Interpreting § 922(g)(l)’s interstate commerce element “as essential for a state offense to qualify as an aggravated felony” would violate Congress’s intent to include more than a “negligible number” of state offenses under § 1101(a)(43)(E)(ii), “because state firearms [statutes] would ‘rarely, if ever’ [contain an interstate commerce element and convictions under such statutes would rarely, if ever] specify whether the commerce element was met.”
Negrete-Rodriguez,
518 F.3d at 501-02 (“That would eliminate the intended inclusion of most state statutes, since states do not operate under the same jurisdictional constraints as the federal government.”);
Castillo-Rivera,
244 F.3d at 1023-24 (“Consequently, we do not believe that this minimal jurisdictional nexus was meant [to] substantially ... narrow or to eliminate the range of state offenses that Congress intended to incorporate under § 1101(a)(43)(E)(ii)....”);
Garza,
250 Fed.Appx. at 70.
We conclude that the BIA’s interpretation of § 1101(a)(43)(E)’s “described in” language is in accord with the text and purpose of § 1101(a)(43)(E)(ii), and we adopt it here.

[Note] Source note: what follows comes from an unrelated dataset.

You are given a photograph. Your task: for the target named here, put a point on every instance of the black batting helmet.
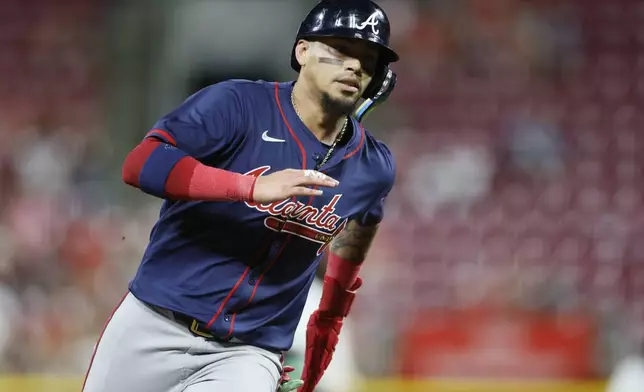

C. Cancellation of Removal
The IJ and the BIA found that Nieto was ineligible for cancellation of removal because his firearms conviction under TPC § 46.04(a) constituted an “aggravated felony” as “described in” 18 U.S.C. § 922(g)(1). To determine whether Nieto’s firearm offense constitutes an “aggravated felony,” we apply a “ ‘categorical approach,’ under which we refer only to the statutory definition of the crime for which the alien was convicted ... and ask whether that legislatively-defined offense necessarily fits within the INA definition of an aggravated felony.”
Larin-Ulloa v. Gonzales,
462 F.3d 456, 463 (5th Cir.2006). We conclude, as we did in
Garza,
that Nieto’s offense under TPC § 46.04(a) fits within 8 U.S.C. § 1101(a)(43)(E)(ii)’s definition of “aggravated felony.”
Garza,
250 Fed.Appx. at 71. Accordingly, the BIA did not err in finding that Nieto was ineligible for cancellation of removal.
III. CONCLUSION
For the foregoing reasons, we DENY Nieto’s petition for review.